Following is the config used for the video, also tried higher values for filterLr and filterChannelWeightsLr but got same results.

BaseConfig:
  minDetectorConfidence: 1.0   # If the confidence of a detector bbox is lower than this, then it won't be considered for tracking

TargetManagement:
  enableBboxUnClipping: 0   # In case the bbox is likely to be clipped by image border, unclip bbox
  preserveStreamUpdateOrder: 0 # When assigning new target ids, preserve input streams' order to keep target ids in a deterministic order over multuple runs
  maxTargetsPerStream: 1  # Max number of targets to track per stream. Recommended to set >10. Note: this value should account for the targets being tracked in shadow mode as well. Max value depends on the GPU memory capacity

  # [Creation & Termination Policy]
  minIouDiff4NewTarget: 0.5   # If the IOU between the newly detected object and any of the existing targets is higher than this threshold, this newly detected object will be discarded.
  minTrackerConfidence: 0.0   # If the confidence of an object tracker is lower than this on the fly, then it will be tracked in shadow mode. Valid Range: [0.0, 1.0]
  probationAge: 0             # If the target's age exceeds this, the target will be considered to be valid.
  maxShadowTrackingAge: 0    # Max length of shadow tracking. If the shadowTrackingAge exceeds this limit, the tracker will be terminated.
  earlyTerminationAge: 1   # If the shadowTrackingAge reaches this threshold while in TENTATIVE period, the target will be terminated prematurely.

TrajectoryManagement:
  useUniqueID: 0   # Use 64-bit long Unique ID when assignining tracker ID.
  enableReAssoc: 0    # Enable Re-Assoc

DataAssociator:
  dataAssociatorType: 0 # the type of data associator among { DEFAULT= 0 }
  associationMatcherType: 0 # the type of matching algorithm among { GREEDY=0, GLOBAL=1 }
  checkClassMatch: 0  # If checked, only the same-class objects are associated with each other.
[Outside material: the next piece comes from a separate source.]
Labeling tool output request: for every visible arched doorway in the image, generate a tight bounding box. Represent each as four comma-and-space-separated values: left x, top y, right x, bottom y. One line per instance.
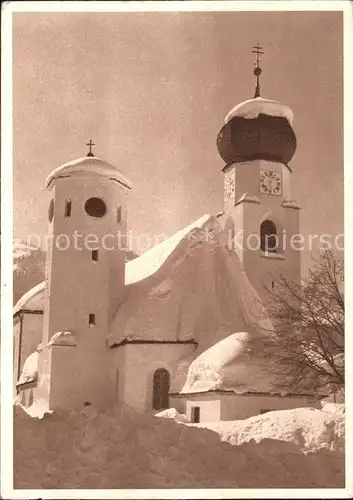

Default: true

  # [Association Metric: Thresholds for valid candidates]
  minMatchingScore4Overall: 0.0   # Min total score
  minMatchingScore4SizeSimilarity: 0.6  # Min bbox size similarity score
  minMatchingScore4Iou: 0.0             # Min IOU score
  minMatchingScore4VisualSimilarity: 0.7  # Min visual similarity score

  # [Association Metric: Weights]
  matchingScoreWeight4VisualSimilarity: 0.6  # Weight for the visual similarity (in terms of correlation response ratio)
  matchingScoreWeight4SizeSimilarity: 0.1    # Weight for the Size-similarity score
  matchingScoreWeight4Iou: 0.3   # Weight for the IOU score

StateEstimator:
  stateEstimatorType: 1  # the type of state estimator among { DUMMY=0, SIMPLE=1, REGULAR=2 }

  # [Dynamics Modeling]
  processNoiseVar4Loc: 3.0    # Process noise variance for bbox center
  processNoiseVar4Size: 1.0   # Process noise variance for bbox size
  processNoiseVar4Vel: 0.1    # Process noise variance for velocity
  measurementNoiseVar4Detector: 2.0    # Measurement noise variance for detector's detection
  measurementNoiseVar4Tracker: 16.0    # Measurement noise variance for tracker's localization

VisualTracker:
  visualTrackerType: 1 # the type of visual tracker among { DUMMY=0, NvDCF=1 }

  # [NvDCF: Feature Extraction]
  useColorNames: 0     # Use ColorNames feature
  useHog: 1            # Use Histogram-of-Oriented-Gradient (HOG) feature
  featureImgSizeLevel: 3  # Size of a feature image. Valid range: {1, 2, 3, 4, 5}, from the smallest to the largest
  featureFocusOffsetFactor_y: -0.2 # The offset for the center of hanning window relative to the feature height. The center of hanning window would move by (featureFocusOffsetFactor_y*featureMatSize.height) in vertical direction

  # [NvDCF: Correlation Filter]
  filterLr: 0.2 # learning rate for DCF filter in exponential moving average. Valid Range: [0.0, 1.0]
  filterChannelWeightsLr: 0.3 # learning rate for the channel weights among feature channels. Valid Range: [0.0, 1.0]
  gaussianSigma: 0.7 # Standard deviation for Gaussian for desired response when creating DCF filter [pixels]

Thank you in advance.

Suppose you should have one PGIE to detect the object. Can you share the whole pipeline and the detection model? The detection output BBox will also impact the confidence.

Hello @kesong,

The bbox size is 60 pixels over 60 pixels. The pipeline is very complex so can’t be shared, but the tracker is self isolated with it’s own config file which I included above.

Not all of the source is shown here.